I told myself to ignore the voice, that to calculate that number would be impossible. It was too late, though. Soon my curiosity got the better of me, and I began counting.
Obviously, if I had continued counting one by one, I'd still be out there somewhere on campus, counting away. In order to speed things up, I developed a system of estimation, counting up and across on a building, multiplying and then estimating the number of bricks in buildings by their relative sizes.
Still, it was a tedious process. I stopped for lunch somewhere in the middle, and I remember my conversation with the girl behind the counter at the Corner Café going something like this:
Hi
welcome to brick. What can I brick you?
Uh yeah I'd like one brick with pepperoni and mushroom
a bag of bricks and one small Brick Dew.
Sure. Your total comes to brick dollars and brickety-five cents. (Pause). Here you brick. Your change is five twenty-brick. Have a good brick.
You too. Brick you. Brick you very much.
At that point, I had gone into an advanced stage of delirium, but I pressed on, estimating all the bricks I could find. It had become a quest.
I was much like the boy in the Tootsie Roll Pop commercial, but I sought to count bricks, not licks, and I had no wise old owl to answer my question. I called OU Facilities Management, but they had no answer readily available -Laurie Thomas, bless her heart, polled the department to see if anyone knew; she must have thought I was crazy.
I did prevail, however, and arrive at a final estimate, in which I included every campus building except The Ridges, HDL Center, HRTC and Riverpark.
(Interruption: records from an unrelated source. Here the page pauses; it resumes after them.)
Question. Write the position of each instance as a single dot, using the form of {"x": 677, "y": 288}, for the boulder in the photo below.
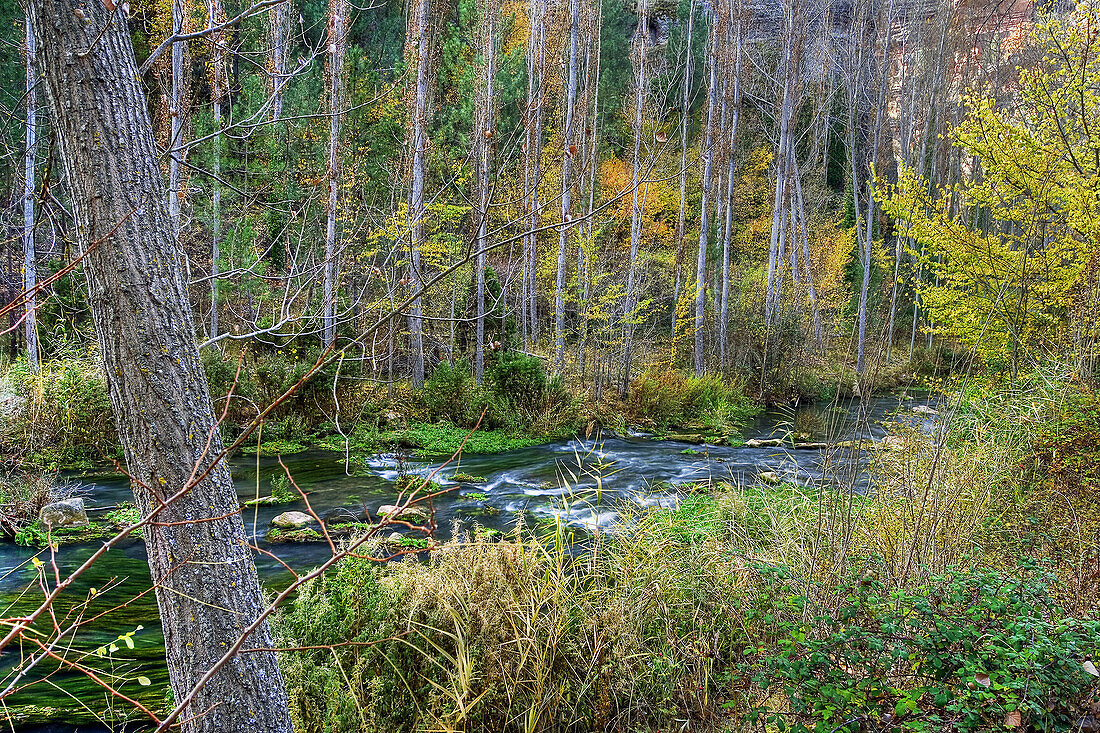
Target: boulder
{"x": 892, "y": 442}
{"x": 292, "y": 521}
{"x": 68, "y": 513}
{"x": 409, "y": 513}
{"x": 343, "y": 515}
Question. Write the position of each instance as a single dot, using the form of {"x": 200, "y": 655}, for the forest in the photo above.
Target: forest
{"x": 549, "y": 365}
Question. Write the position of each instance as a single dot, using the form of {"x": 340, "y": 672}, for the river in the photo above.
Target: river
{"x": 582, "y": 481}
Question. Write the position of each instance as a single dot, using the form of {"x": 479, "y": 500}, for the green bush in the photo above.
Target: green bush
{"x": 963, "y": 652}
{"x": 66, "y": 416}
{"x": 451, "y": 394}
{"x": 669, "y": 398}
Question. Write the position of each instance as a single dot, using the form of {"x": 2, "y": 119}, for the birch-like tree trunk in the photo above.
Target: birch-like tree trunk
{"x": 778, "y": 239}
{"x": 734, "y": 28}
{"x": 592, "y": 44}
{"x": 30, "y": 259}
{"x": 216, "y": 14}
{"x": 419, "y": 161}
{"x": 704, "y": 220}
{"x": 338, "y": 34}
{"x": 176, "y": 116}
{"x": 201, "y": 566}
{"x": 684, "y": 121}
{"x": 637, "y": 197}
{"x": 532, "y": 157}
{"x": 277, "y": 18}
{"x": 801, "y": 231}
{"x": 567, "y": 183}
{"x": 483, "y": 138}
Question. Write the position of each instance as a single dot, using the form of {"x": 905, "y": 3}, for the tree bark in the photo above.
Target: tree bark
{"x": 638, "y": 199}
{"x": 684, "y": 119}
{"x": 421, "y": 11}
{"x": 176, "y": 115}
{"x": 216, "y": 14}
{"x": 732, "y": 140}
{"x": 483, "y": 143}
{"x": 567, "y": 184}
{"x": 704, "y": 221}
{"x": 338, "y": 34}
{"x": 30, "y": 260}
{"x": 532, "y": 159}
{"x": 202, "y": 570}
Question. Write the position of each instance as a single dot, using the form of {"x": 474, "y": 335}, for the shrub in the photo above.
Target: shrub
{"x": 969, "y": 651}
{"x": 669, "y": 398}
{"x": 498, "y": 635}
{"x": 22, "y": 496}
{"x": 451, "y": 394}
{"x": 66, "y": 413}
{"x": 524, "y": 397}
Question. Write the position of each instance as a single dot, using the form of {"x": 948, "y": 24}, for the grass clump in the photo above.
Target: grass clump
{"x": 772, "y": 606}
{"x": 671, "y": 400}
{"x": 64, "y": 416}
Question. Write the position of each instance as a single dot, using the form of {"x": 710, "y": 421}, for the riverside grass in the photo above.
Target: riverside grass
{"x": 703, "y": 616}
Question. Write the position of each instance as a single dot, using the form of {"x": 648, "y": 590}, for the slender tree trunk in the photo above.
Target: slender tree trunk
{"x": 416, "y": 189}
{"x": 277, "y": 19}
{"x": 583, "y": 263}
{"x": 567, "y": 185}
{"x": 732, "y": 141}
{"x": 777, "y": 241}
{"x": 869, "y": 221}
{"x": 532, "y": 162}
{"x": 176, "y": 113}
{"x": 637, "y": 197}
{"x": 30, "y": 260}
{"x": 201, "y": 567}
{"x": 338, "y": 34}
{"x": 483, "y": 142}
{"x": 216, "y": 14}
{"x": 704, "y": 221}
{"x": 684, "y": 120}
{"x": 803, "y": 234}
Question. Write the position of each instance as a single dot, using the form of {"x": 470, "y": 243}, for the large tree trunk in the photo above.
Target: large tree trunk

I counted every brick walkway or street touching campus and any other miscellaneous brick structures I came across. It was a lot like a colossal Guess the Number of Jelly Beans in the Jar contest at the fair, except with bricks, no jar, no fair and no prizes.
Anyway, pretend now that you can hear a drum roll. The grand total of bricks on campus according to my estimation is just over 16 million -enough to stretch from here to Sacramento if lined up end to end.
Certainly, one should consider several factors -my rough and haphazard estimation, my complete lack of authority as a mathematician and my obvious insanity -and assume a significant margin of error.
With that said, I'd like to see you do better. For now, 16 million it is. I hope this number brings you as much inner peace as it does me.
To the terra-cotta gods, I say, Brick you. Brick you very much.